Braço importante do New Deal foi o Keynesianismo. Este recomendava a utilização de políticas fiscal e monetária expansionistas para apoiar e sustentar o crescimento econômico. Assim, o gasto público se expandiu, com os bancos centrais reduzindo as taxas de juros. Hoje sabemos o resultado desse tipo de política aplicada de forma prolongada: inflação. A inflação que derrubaria o New Deal veio juntamente com os choques de petróleo da OPEP, nos anos de 1973 e 1979 (mesma estratégia seguida hoje por esse cartel: reduz-se a produção para subir o preço e elevar os seus lucros). Inaugurou-se a estagflação: crescimento estagnado com preços crescentes. 

A solução foi o Neoliberalismo. O New Deal durou de 1930 a 1970/80, tempo suficiente para enraizar vários de seus elementos nas economias. Desta forma, a missão inicial do Neoliberalismo foi desregulamentar mercados. Essa desregulamentação incluiu o comércio internacional, os mercados financeiros, e o mercado de trabalho. Consequentemente, os fluxos comerciais e financeiros se elevaram, a integração internacional entre nações se aprofundou, chegando ao conhecido termo cadeias de valor (supply chains). O Neoliberalismo também defendia o fluxo irrestrito de indivíduos. Portanto, movimentos migratórios também marcaram esse período. 

Parte da ascensão do Neoliberalismo adveio da percepção de que as políticas do New Deal não estavam funcionando. Pelo contrário, pareciam exacerbar o problema de estagnação. Mercados livres ofereciam uma alternativa política e factível.  

A evolução do Neoliberalismo (principalmente nos EUA - o livro enfatiza mais esse país) carregou 4 importantes características. A primeira foi a necessidade de ordem para que os mercados pudessem funcionar de forma adequada. Para impor ordem, governos e instituições são itens indispensáveis. Parte do esforço de imposição de ordem foi marcado pelo fortalecimento do militarismo. Os EUA se fortaleceram para expandir os mercados externos e levar capitalismo e Neoliberalismo para terras distantes. Domesticamente, o militarismo se traduziu no encarceramento em massa da população, especialmente de partes vulneráveis da sociedade, como os negros - viés que cobraria um preço alto no futuro. Já temos duas características (ordem e militarismo).
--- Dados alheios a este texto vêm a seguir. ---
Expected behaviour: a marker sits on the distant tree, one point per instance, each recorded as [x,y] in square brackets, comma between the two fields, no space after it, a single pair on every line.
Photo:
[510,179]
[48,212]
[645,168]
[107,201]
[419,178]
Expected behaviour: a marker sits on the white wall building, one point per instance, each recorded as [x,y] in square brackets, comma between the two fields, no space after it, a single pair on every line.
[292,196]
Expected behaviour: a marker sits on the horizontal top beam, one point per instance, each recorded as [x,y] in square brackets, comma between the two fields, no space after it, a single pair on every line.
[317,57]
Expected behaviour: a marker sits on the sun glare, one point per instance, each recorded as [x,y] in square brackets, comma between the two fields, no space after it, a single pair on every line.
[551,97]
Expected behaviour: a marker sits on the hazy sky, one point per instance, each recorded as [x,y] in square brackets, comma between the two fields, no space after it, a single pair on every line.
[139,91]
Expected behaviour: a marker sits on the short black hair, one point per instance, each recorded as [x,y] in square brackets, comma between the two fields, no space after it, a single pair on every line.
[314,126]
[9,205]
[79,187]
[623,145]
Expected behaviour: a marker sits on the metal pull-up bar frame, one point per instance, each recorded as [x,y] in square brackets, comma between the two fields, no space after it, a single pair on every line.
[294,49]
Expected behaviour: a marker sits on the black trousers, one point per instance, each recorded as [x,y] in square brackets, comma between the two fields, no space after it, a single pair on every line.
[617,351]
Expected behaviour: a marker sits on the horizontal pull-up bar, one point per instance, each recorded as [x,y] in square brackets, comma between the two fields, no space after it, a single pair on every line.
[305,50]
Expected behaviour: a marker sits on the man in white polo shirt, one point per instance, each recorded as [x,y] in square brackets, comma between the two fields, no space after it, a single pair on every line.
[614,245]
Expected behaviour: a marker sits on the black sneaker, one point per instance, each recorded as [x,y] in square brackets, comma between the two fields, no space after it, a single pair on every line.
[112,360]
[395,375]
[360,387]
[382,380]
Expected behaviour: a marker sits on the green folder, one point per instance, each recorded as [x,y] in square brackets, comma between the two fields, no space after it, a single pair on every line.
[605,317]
A próxima foi o desmonte de sindicatos, eliminando o comprometimento entre as classes - e provavelmente aprofundando a piora na desigualdade de renda. Esse desmonte decorreu da maior competição internacional. Enquanto no New Deal os EUA reinavam de forma soberana nos mercados internacionais, suas multinacionais agora enfrentavam outras grandes empresas japonesas e europeias. O lucro se reduziu. Como manter salários reais crescentes? Não tinha como. Assim, na visão de Gary Gerstle, os trabalhadores foram a parte que saiu perdendo. 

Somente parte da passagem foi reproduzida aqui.